– Думаю, все еще пытается привыкнуть, – ответил я.
– Я смотрю, у вас прямо все серьезно, – отметил он.
«Серьезно» – безрадостное слово, и оно совершенно не подходило для описания нас с Евой. И в то же время «серьезно» – это было еще мягко сказано: я и представить себе не мог отношений более серьезных, чем наши с ней. Я выпалил что-то вроде:
– Да, мы любим друг друга.
– Ну-ну, – ответил папа. – А ты не думал, что тебе рановато обзаводиться собственной семьей?[68]
– Мне двадцать пять лет. Начиная с какого возраста, по-твоему, обзаводиться серьезными отношениями – нормально? – спросил я.
– Мне просто кажется, что ты еще слишком юн, – ответил отец.
Мне сразу вспомнились все наши с ним разговоры по дороге в синагогу и обратно.
– Мнение о том, что тот или иной человек слишком юн, чтобы обзаводиться семьей, необходимо подкрепить определением надлежащего возраста, – рассудил я. Мы проговорили в таком ключе еще пару минут, но никакого точного возраста отец так и не назвал.
Потом я отправился на поиски Евы и в конце концов нашел ее рисующей за одним из столов для пикника.
Едва завидев меня, она спала с лица.
– Ты в порядке? – обеспокоенно спросила она. – Что случилось?
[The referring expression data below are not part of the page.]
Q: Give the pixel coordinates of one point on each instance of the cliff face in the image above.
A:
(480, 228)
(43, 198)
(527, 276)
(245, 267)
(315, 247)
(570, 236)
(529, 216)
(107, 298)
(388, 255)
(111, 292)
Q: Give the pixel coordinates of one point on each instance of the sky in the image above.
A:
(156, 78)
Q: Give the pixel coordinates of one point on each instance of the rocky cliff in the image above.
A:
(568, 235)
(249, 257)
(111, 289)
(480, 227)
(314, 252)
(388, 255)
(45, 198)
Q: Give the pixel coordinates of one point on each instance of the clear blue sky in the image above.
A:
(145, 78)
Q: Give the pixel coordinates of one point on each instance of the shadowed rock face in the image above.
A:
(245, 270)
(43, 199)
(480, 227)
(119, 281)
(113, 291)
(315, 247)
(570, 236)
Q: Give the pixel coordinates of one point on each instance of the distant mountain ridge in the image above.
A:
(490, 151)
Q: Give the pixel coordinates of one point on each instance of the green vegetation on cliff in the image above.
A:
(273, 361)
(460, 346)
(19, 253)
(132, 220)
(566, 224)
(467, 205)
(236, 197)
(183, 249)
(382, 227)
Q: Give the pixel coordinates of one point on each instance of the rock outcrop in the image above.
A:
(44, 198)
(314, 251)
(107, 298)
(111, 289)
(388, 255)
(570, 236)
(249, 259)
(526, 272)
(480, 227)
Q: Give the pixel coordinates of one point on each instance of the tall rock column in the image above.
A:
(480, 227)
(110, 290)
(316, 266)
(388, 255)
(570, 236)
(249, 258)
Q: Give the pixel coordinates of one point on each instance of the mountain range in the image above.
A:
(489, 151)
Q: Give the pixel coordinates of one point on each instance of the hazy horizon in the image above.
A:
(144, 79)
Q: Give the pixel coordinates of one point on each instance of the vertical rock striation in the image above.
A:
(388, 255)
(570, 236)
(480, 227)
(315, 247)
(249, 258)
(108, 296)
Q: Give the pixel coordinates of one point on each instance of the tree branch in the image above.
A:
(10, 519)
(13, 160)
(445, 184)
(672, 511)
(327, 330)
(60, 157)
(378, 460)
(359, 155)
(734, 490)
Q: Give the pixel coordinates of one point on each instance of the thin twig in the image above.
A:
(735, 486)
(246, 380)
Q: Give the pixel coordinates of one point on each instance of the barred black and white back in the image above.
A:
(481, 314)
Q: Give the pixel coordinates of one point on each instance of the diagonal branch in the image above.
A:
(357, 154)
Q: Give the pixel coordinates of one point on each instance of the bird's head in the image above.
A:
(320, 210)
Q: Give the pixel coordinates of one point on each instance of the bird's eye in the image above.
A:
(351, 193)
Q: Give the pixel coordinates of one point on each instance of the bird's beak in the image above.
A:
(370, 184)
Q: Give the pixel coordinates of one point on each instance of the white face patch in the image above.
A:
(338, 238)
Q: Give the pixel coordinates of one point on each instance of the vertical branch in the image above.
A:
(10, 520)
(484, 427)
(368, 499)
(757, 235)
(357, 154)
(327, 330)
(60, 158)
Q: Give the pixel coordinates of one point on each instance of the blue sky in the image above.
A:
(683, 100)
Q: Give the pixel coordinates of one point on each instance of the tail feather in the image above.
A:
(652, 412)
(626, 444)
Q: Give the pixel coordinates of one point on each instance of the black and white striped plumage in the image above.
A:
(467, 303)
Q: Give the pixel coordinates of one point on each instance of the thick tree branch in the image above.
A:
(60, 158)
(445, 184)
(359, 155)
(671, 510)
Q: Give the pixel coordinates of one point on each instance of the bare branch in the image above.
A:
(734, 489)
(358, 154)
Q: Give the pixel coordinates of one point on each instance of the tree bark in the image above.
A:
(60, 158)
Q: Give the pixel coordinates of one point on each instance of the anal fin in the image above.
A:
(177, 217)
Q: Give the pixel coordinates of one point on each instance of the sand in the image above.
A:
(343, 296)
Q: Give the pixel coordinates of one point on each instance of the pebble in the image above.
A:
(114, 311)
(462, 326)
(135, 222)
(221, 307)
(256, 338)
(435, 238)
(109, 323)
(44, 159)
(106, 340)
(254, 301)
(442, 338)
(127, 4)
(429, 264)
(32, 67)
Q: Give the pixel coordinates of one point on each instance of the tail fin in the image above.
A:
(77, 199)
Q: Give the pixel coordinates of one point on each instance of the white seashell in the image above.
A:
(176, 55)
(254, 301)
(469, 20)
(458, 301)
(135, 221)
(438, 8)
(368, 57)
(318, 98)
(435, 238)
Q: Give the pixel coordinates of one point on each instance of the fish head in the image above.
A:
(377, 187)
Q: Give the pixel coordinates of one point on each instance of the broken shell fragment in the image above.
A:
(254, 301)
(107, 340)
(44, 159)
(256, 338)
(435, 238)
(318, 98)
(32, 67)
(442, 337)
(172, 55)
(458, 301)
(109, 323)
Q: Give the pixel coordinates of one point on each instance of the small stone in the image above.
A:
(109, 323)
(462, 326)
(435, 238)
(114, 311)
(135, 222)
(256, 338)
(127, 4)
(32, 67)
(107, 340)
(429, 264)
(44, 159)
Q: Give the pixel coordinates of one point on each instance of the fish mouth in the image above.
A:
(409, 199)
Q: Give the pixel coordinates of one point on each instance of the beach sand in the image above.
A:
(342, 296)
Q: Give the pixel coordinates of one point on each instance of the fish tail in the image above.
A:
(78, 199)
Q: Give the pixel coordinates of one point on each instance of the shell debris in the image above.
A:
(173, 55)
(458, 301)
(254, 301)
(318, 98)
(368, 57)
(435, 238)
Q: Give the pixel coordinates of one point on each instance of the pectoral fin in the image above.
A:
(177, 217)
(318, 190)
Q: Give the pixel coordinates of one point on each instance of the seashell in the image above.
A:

Видимо, выглядел я так себе.
– Да ничего, – ответил я, – просто говорил с папой.
Я пересказал ей разговор о зрительно-моторной координации Джоша, и она рассмеялась.
– Все родители так делают, – заявила она. – Моя мама вот до сих пор упорно называет Лилу писательницей, хоть та лет с десяти уже ничего не пишет».
– Ага, – отстраненно согласился я.
Ева закусила губу.
– Что-то еще случилось, да?
Я пожал плечами.
– Еще он сказал, что я, по его мнению, слишком юн, чтобы вступать в серьезные отношения.
Ева напряглась и отложила ручку в сторону.
– Что-что он сказал?
Дальше мы начали вместе строить предположения об истинном значении этих слов. Я сказал, что первая их интерпретация, что пришла мне в голову – насчет того, что ему просто не понравилась Ева – вряд ли была верной: слишком уж Ева была крутой и милой, да и вообще это было слишком не похоже на моего отца – о таком он бы просто заявил прямо. Ева выдвинула гипотезу о том, что он боится того, что она, Ева, начнет влиять на меня больше него самого. После каждого такого предположения она спрашивала, в порядке ли я.
– Мне кажется, ты чего-то недоговариваешь. О чем-то думаешь?
– Нет, – ответил я. – Я почему-то сейчас вообще ни о чем не способен думать.
По дороге обратно из лагеря Ева на протяжении всего спуска по горной дороге жаловалась на отца.
– Он вообще не имеет ни малейшего понятия о том, что такое такт! Считает, что он лучше других, раз делает то, что хочет, совершенно не считаясь с остальными!